Would I recommend “Prune” to readers, in my role as cookbook reviewer? Honestly, I’m torn. I appreciate Hamilton’s genius with simple ingredients. I also appreciate a well-crafted recipe. So I’d qualify any recommendation with a big “But …”
What I don’t buy is the notion that Hamilton would have sacrificed authenticity if she had delivered the recipes in a more accessible way. (Can you name a chef-restaurateur whose published works are considered to be out of step with the way he or she cooks?) It might have reinforced her vision more forcefully if the Prune rendition of, say, Roasted Capon on Garlic Crouton, appeared alongside the same dish rendered in a standard recipe format: hold the hotel pans, talk of weeds and notes about a rotisserie on a wood-burning hearth; tell us where to find capon and what “peasant bread” means.
“Prune” is the latest darling cookbook outlier, but there are others.
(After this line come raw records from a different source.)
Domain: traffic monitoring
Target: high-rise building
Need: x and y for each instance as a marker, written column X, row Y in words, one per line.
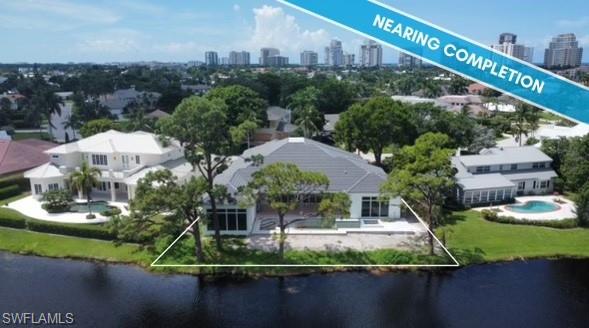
column 211, row 58
column 241, row 58
column 277, row 61
column 349, row 59
column 370, row 54
column 563, row 51
column 508, row 45
column 334, row 54
column 408, row 61
column 309, row 58
column 266, row 53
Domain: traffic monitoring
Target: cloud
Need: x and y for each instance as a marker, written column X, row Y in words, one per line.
column 60, row 9
column 274, row 28
column 574, row 23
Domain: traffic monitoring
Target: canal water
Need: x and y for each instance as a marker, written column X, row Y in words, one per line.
column 519, row 294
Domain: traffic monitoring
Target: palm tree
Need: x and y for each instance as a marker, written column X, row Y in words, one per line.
column 307, row 120
column 84, row 179
column 525, row 120
column 72, row 122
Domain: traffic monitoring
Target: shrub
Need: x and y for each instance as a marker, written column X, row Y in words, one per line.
column 9, row 191
column 12, row 219
column 56, row 201
column 78, row 230
column 112, row 211
column 560, row 224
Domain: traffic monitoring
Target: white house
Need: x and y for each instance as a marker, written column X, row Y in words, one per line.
column 123, row 158
column 347, row 173
column 497, row 175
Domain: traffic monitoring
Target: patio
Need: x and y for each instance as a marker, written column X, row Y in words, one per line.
column 31, row 207
column 566, row 209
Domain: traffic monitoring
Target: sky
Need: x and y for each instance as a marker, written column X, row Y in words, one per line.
column 49, row 31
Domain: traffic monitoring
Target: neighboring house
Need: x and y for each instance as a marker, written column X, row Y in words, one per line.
column 279, row 126
column 497, row 175
column 123, row 158
column 118, row 100
column 59, row 131
column 556, row 132
column 21, row 155
column 347, row 173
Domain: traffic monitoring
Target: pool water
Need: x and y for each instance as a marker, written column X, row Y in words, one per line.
column 97, row 207
column 534, row 206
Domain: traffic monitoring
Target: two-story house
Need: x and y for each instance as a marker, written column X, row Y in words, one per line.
column 497, row 175
column 347, row 173
column 122, row 158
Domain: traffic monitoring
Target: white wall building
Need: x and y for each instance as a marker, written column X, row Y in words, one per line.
column 122, row 158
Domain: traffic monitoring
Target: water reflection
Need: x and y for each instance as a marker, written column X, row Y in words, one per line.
column 537, row 293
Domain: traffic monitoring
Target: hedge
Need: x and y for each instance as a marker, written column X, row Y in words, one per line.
column 556, row 224
column 78, row 230
column 9, row 191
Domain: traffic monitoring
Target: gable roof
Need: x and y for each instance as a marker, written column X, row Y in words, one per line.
column 20, row 155
column 112, row 141
column 346, row 172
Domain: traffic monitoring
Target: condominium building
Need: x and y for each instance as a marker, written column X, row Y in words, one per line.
column 211, row 58
column 309, row 58
column 240, row 58
column 370, row 54
column 266, row 53
column 563, row 51
column 334, row 54
column 408, row 61
column 508, row 45
column 349, row 59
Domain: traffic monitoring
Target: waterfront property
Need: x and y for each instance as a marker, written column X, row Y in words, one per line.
column 122, row 158
column 346, row 172
column 498, row 175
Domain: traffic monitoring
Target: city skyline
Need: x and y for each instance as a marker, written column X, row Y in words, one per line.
column 124, row 31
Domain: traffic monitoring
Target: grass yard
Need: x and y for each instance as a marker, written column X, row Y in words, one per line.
column 474, row 239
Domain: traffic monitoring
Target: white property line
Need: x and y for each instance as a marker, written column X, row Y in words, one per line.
column 408, row 51
column 454, row 265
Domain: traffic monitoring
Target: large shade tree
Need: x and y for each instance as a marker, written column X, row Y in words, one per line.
column 284, row 187
column 202, row 128
column 374, row 125
column 423, row 175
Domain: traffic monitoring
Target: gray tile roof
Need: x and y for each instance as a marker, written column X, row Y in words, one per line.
column 346, row 172
column 505, row 155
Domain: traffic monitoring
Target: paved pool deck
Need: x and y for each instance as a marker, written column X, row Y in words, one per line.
column 567, row 209
column 31, row 207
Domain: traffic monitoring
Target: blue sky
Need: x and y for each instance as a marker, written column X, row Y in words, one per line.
column 181, row 30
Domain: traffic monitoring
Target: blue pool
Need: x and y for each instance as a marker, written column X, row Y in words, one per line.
column 534, row 206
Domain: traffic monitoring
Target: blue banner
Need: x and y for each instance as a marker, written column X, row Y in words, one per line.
column 454, row 53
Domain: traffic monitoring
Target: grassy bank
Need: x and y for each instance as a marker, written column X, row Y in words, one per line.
column 474, row 239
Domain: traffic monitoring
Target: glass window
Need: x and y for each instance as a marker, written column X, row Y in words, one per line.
column 373, row 207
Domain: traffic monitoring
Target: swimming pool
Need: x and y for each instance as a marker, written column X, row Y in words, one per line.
column 533, row 206
column 97, row 207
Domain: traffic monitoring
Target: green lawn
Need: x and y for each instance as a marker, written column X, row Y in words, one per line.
column 28, row 242
column 474, row 239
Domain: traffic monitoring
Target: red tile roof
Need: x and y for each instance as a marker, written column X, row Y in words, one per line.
column 16, row 156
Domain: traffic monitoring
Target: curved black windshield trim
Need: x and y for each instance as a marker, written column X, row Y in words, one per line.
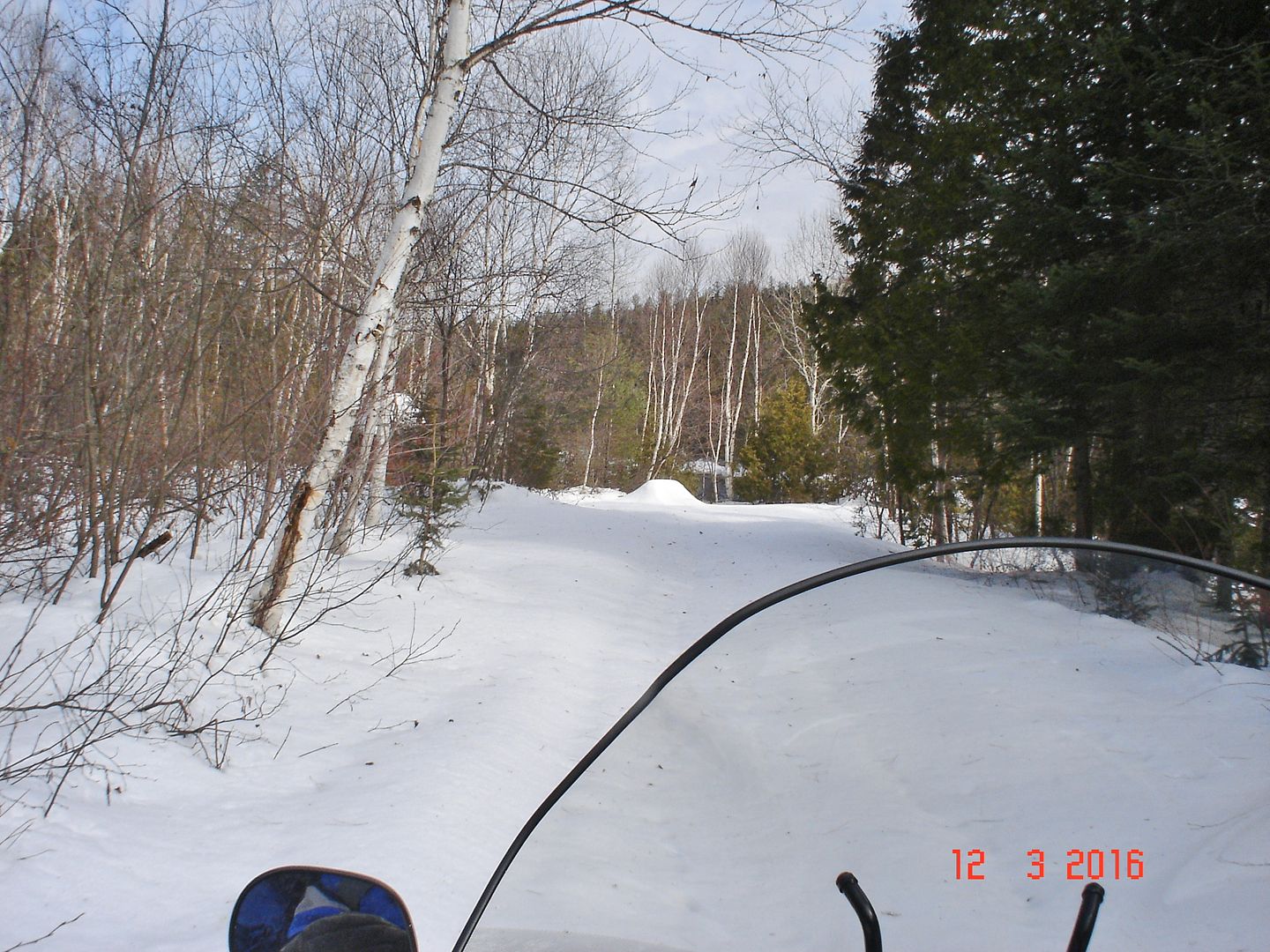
column 798, row 588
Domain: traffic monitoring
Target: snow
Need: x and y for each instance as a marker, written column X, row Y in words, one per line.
column 663, row 493
column 931, row 714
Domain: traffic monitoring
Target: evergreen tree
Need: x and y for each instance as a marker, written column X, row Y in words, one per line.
column 1057, row 231
column 785, row 460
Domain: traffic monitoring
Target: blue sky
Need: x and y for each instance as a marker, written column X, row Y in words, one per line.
column 715, row 108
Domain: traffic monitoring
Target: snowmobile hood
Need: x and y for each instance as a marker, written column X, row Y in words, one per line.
column 975, row 732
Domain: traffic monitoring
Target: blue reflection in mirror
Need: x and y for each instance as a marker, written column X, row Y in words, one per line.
column 309, row 909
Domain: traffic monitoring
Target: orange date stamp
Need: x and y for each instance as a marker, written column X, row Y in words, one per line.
column 1090, row 865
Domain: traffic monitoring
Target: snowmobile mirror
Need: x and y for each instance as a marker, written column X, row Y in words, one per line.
column 310, row 909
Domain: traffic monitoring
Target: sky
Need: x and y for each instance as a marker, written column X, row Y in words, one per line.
column 758, row 190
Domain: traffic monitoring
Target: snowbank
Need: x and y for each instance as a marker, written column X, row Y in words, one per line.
column 663, row 493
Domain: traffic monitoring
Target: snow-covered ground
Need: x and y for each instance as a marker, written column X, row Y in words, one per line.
column 940, row 715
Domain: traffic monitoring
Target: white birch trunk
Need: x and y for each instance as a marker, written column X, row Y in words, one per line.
column 372, row 323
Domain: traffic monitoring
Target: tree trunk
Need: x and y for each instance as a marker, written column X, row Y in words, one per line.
column 372, row 322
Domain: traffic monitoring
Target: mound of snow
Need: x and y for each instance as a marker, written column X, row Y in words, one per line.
column 664, row 493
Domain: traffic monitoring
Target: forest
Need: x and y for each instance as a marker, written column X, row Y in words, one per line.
column 1041, row 310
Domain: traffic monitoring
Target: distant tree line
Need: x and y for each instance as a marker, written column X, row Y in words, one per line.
column 192, row 201
column 1058, row 233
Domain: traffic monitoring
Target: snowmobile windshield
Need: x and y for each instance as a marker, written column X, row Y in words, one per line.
column 975, row 733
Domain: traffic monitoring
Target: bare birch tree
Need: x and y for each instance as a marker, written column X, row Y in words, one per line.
column 779, row 29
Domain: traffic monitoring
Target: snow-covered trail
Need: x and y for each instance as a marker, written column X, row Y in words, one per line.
column 563, row 611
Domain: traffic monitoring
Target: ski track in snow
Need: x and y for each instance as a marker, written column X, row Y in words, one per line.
column 564, row 609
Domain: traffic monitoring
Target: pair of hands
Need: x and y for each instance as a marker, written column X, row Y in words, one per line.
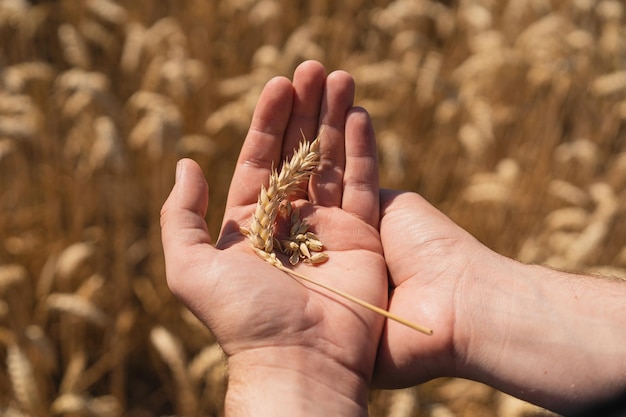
column 376, row 240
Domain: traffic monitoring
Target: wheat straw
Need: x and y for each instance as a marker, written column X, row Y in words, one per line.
column 22, row 378
column 171, row 351
column 77, row 306
column 292, row 175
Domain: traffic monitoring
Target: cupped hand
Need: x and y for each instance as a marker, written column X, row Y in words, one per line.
column 253, row 309
column 430, row 260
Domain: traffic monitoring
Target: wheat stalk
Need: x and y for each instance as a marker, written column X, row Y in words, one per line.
column 261, row 231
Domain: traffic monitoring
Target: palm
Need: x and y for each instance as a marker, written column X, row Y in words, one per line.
column 281, row 310
column 431, row 263
column 246, row 302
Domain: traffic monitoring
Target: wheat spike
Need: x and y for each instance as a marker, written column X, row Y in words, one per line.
column 261, row 232
column 22, row 376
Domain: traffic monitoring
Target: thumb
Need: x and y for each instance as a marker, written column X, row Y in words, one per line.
column 184, row 232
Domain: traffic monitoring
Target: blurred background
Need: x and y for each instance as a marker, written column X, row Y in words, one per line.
column 509, row 116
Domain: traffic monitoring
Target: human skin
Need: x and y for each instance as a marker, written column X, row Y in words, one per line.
column 292, row 349
column 551, row 338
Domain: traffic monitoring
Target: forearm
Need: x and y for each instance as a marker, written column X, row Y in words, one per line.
column 552, row 338
column 291, row 382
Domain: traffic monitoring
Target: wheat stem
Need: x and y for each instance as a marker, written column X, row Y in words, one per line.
column 261, row 232
column 358, row 301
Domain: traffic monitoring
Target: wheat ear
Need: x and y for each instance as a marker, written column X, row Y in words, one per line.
column 261, row 232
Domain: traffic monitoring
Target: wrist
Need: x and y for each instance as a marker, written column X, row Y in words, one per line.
column 548, row 337
column 293, row 381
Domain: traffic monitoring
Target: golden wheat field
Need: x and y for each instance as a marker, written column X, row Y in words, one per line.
column 510, row 116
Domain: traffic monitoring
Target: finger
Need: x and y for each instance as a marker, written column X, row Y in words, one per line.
column 360, row 180
column 309, row 79
column 263, row 145
column 183, row 227
column 327, row 184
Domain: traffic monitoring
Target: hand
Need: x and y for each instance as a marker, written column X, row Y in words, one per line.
column 548, row 337
column 284, row 338
column 429, row 257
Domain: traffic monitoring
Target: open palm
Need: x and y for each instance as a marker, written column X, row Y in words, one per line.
column 248, row 304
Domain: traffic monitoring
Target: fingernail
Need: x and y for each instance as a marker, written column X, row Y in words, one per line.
column 179, row 170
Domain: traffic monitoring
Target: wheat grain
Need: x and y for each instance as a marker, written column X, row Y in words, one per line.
column 73, row 259
column 403, row 403
column 22, row 378
column 292, row 175
column 77, row 306
column 107, row 11
column 75, row 50
column 171, row 351
column 133, row 47
column 11, row 275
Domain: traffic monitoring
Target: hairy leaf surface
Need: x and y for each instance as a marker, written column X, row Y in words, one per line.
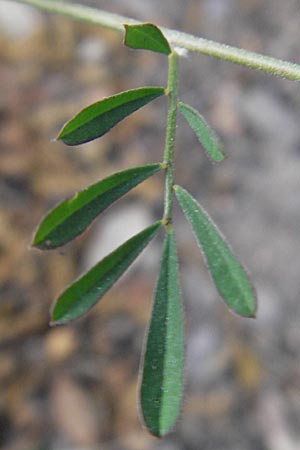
column 206, row 135
column 146, row 36
column 230, row 277
column 85, row 292
column 162, row 368
column 71, row 217
column 97, row 119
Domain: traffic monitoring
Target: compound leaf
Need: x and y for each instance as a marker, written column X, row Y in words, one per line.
column 85, row 292
column 97, row 119
column 230, row 277
column 71, row 217
column 146, row 36
column 162, row 366
column 206, row 135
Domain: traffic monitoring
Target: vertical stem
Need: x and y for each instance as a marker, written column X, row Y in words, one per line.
column 172, row 92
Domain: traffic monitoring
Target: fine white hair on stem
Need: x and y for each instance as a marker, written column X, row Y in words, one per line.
column 181, row 51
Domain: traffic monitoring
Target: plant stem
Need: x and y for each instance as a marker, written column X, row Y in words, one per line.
column 272, row 66
column 172, row 92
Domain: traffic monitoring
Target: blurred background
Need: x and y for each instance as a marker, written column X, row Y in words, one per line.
column 75, row 387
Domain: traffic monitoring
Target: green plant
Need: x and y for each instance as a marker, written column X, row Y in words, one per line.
column 162, row 363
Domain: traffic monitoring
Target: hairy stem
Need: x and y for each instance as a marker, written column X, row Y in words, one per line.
column 172, row 92
column 235, row 55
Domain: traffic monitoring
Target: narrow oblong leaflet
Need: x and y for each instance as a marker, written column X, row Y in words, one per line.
column 231, row 279
column 161, row 389
column 85, row 292
column 206, row 135
column 71, row 217
column 146, row 36
column 97, row 119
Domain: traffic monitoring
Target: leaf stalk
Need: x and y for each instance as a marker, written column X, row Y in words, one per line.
column 252, row 60
column 172, row 92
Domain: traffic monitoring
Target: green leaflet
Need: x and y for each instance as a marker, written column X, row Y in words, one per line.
column 72, row 217
column 146, row 36
column 206, row 135
column 85, row 292
column 229, row 276
column 98, row 118
column 162, row 366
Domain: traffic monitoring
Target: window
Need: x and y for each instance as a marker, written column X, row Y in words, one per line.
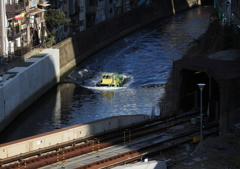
column 65, row 28
column 81, row 9
column 81, row 23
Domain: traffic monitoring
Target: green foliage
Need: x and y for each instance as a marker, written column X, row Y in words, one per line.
column 55, row 18
column 50, row 41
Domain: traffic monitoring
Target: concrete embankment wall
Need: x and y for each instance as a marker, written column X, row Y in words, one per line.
column 22, row 85
column 84, row 44
column 30, row 82
column 67, row 134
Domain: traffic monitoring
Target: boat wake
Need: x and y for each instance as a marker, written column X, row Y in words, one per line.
column 88, row 79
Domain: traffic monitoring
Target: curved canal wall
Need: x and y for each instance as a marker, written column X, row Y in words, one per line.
column 20, row 90
column 25, row 83
column 84, row 44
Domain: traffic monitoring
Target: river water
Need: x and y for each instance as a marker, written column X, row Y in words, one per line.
column 144, row 57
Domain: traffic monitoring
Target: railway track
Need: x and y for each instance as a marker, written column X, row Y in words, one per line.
column 128, row 143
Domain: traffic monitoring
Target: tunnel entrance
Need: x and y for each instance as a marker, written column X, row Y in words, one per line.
column 190, row 94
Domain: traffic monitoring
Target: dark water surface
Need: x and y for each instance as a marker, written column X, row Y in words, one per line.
column 144, row 57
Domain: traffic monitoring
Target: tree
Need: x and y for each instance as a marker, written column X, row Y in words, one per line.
column 55, row 18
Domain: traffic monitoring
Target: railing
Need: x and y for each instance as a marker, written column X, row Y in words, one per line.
column 17, row 7
column 15, row 32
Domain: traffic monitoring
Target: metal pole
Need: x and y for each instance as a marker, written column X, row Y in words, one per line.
column 201, row 86
column 201, row 123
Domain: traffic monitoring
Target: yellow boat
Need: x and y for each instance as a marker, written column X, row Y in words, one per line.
column 111, row 80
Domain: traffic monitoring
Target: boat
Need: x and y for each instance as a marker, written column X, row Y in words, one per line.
column 111, row 80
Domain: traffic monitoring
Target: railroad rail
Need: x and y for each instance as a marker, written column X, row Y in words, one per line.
column 55, row 154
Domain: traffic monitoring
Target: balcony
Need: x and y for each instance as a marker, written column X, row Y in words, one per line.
column 15, row 8
column 14, row 33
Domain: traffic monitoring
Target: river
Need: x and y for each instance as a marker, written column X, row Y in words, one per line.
column 144, row 57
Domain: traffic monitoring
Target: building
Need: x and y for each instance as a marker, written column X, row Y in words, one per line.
column 17, row 26
column 25, row 28
column 109, row 8
column 77, row 14
column 100, row 11
column 3, row 31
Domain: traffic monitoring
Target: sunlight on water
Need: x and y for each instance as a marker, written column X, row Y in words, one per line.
column 144, row 57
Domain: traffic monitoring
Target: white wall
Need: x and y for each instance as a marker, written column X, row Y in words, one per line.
column 27, row 84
“Brooks Headley’s Fancy Desserts” (W.W. Norton, 2014) has gotten props as an “exciting read.” The executive pastry chef at New York’s Del Posto strews about four-letter words and pens clever recipe titles and plays loosey-goosey with yields — “A lot of cookies” — which, alone, might be enough to make your typical perfectionist pastry chef’s eye twitch like the chief inspector’s in “The Pink Panther.” Some of Headley’s creations will be difficult for the average baker to pull off, but hey! They’re not all meant for public dispensation, I guess. But they are new, and they are different.